FROM THE BEGINNING, it was suspected that the race for the Democratic nomination in the 7th Congressional District might become a duel between state Del. Elijah E. Cummings and Rev. Frank M. Reid III. There were some wild cards that could have upset that possibility -- veteran legislators such as state Sen. Delores Kelley and Del. Ken Montague or the well-known lawyer A. Dwight Pettit. But the two candidates with the most potential for raising money and appealing to voters were Messrs. Cummings and Reid.

That Mr. Cummings won the election so decisively, with 37 percent of the vote compared to Reverend Reid's 24 percent, indicates he may have been the favorite of voters all along.

It is very disappointing that less than a quarter of the eligible voters chose to participate in this election, which offered the most exciting Democratic match-up on the Maryland ballot. But Mr. Cummings' margin of victory certainly indicates a bigger turnout might not have changed the outcome. Like any other poll, an election is a good reflection of general opinions.

The low turnout probably had less to do with Tuesday's light rain than it did the indecisiveness of voters who had trouble choosing from among so many candidates. That large field, however -- 27 Democrats and five Republicans -- is something that the 7th District should really be proud of.

It is a testament to the number of people who live within its boundaries and want to fill a position of leadership. Many are already giving back to the district, as legislators, as ministers, as civil servants and community activists. It is heartening to know they will continue in those roles long after this election is forgotten.
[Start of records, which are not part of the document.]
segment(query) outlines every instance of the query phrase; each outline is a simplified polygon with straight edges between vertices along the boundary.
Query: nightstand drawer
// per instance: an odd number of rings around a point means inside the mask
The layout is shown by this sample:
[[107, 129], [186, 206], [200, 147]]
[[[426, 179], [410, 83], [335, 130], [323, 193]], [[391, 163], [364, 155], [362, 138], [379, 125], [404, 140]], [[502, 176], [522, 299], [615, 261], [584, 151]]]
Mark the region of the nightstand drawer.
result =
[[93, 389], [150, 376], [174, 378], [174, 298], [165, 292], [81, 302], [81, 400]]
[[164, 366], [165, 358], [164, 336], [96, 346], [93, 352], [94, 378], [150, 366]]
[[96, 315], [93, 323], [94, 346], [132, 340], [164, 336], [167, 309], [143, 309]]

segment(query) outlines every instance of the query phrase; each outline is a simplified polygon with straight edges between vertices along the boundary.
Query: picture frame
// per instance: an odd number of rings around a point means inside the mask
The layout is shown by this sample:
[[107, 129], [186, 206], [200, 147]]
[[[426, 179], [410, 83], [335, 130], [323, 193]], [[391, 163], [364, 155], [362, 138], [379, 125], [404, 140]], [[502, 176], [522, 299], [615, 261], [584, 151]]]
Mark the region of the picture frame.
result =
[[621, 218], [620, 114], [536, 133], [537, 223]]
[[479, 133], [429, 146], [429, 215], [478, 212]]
The Republican primary winner was Kenneth Kondner, who owns an orthodontic appliance company. This will be the fourth time Mr. Kondner has run for the 7th District seat, having previously been defeated three times by former Rep. Kweisi Mfume, who resigned this year to become head of the NAACP.

Mr. Kondner easily won his primary, but only 5,550 votes were cast in that election. He has little chance of successfully challenging Mr. Cummings in either the April 16 special election to complete the remainder of Mr. Mfume's term or the Nov. 5 general election. Both winners, though, deserve congratulations.